Kinesio Tape – All you need to know


Stretchy, breathable adhesive fabric strips in a variety of colours, forms, weights, and textures are the mainstay of contemporary therapeutic taping. Athletes mostly employ them in the hopes of improving performance, avoiding injuries, healing from them, and reducing suffering.

Different types of taping have a long history in sports and physical treatment; they may be used for anything from hardly more than a fashion statement to the medically necessary (supporting an ankle injury). This article focuses on the elastic therapy taping fad/phenomenon that began in the 1970s and gained enormous popularity during the 2012 Olympics, when many athletes were covered in SpiderTech tape. Other brands also capitalised on this trend, including the much older but resurrected Kinesio® Tape and more recent competitors like RockTape® and KT Tape®. If not for the Olympic surge, taping would most likely remain relatively unknown.

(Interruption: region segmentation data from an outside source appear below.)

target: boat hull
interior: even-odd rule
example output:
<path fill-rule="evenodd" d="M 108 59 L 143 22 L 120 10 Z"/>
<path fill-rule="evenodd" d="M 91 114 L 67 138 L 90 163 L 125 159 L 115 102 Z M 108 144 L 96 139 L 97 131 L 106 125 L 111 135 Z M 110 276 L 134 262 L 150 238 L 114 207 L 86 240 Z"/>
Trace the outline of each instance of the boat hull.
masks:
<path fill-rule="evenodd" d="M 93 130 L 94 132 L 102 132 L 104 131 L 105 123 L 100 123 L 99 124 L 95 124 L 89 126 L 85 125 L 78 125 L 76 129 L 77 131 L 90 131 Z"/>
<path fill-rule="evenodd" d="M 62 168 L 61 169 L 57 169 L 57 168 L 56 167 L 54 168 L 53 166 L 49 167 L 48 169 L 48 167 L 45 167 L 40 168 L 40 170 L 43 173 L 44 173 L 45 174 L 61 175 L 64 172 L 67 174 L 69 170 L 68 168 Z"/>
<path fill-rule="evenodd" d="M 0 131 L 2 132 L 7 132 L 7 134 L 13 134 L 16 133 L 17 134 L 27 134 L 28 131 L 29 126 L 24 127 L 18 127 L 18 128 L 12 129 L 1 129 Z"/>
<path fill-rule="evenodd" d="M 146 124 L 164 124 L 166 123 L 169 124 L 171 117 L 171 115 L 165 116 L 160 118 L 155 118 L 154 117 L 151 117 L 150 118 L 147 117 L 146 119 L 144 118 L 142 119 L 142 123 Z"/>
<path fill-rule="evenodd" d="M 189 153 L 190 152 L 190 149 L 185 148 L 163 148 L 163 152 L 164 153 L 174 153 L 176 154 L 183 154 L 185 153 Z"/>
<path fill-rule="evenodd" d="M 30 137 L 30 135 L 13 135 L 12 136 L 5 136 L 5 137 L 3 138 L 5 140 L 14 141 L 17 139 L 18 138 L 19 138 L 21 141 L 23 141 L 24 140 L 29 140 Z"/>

Taping has never been very effective as a therapy, and it still isn’t. Most likely, tape “tinkers” with pain and stiffness by changing feeling enough; it’s like an enhanced placebo. Other than the marketing, which is particularly noteworthy for its brilliant notion of adding colour to the tape (worth millions of dollars), not much is new. Even professional athletes and their coaches are susceptible to fads and trends; in fact, they are often superstitious, thus their endorsements lack credibility.

A chiropractic device to "release the body's natural healing power" is the genesis of therapeutic taping.

Chiropractor Kenzo Kase created Kinesio Taping in the 1970s, and the firm now holds many trademark iterations. The Kinesio Tape manufacturer asserts, “If it doesn’t say Kinesio®, its [sic] not the real thing.” You may refer to the tape as lowercase “kinesio” at your own legal peril.. It all began with Kinesio Tape, but now a number of rivals are laying claim to the same territory, each with their own unique branding twist.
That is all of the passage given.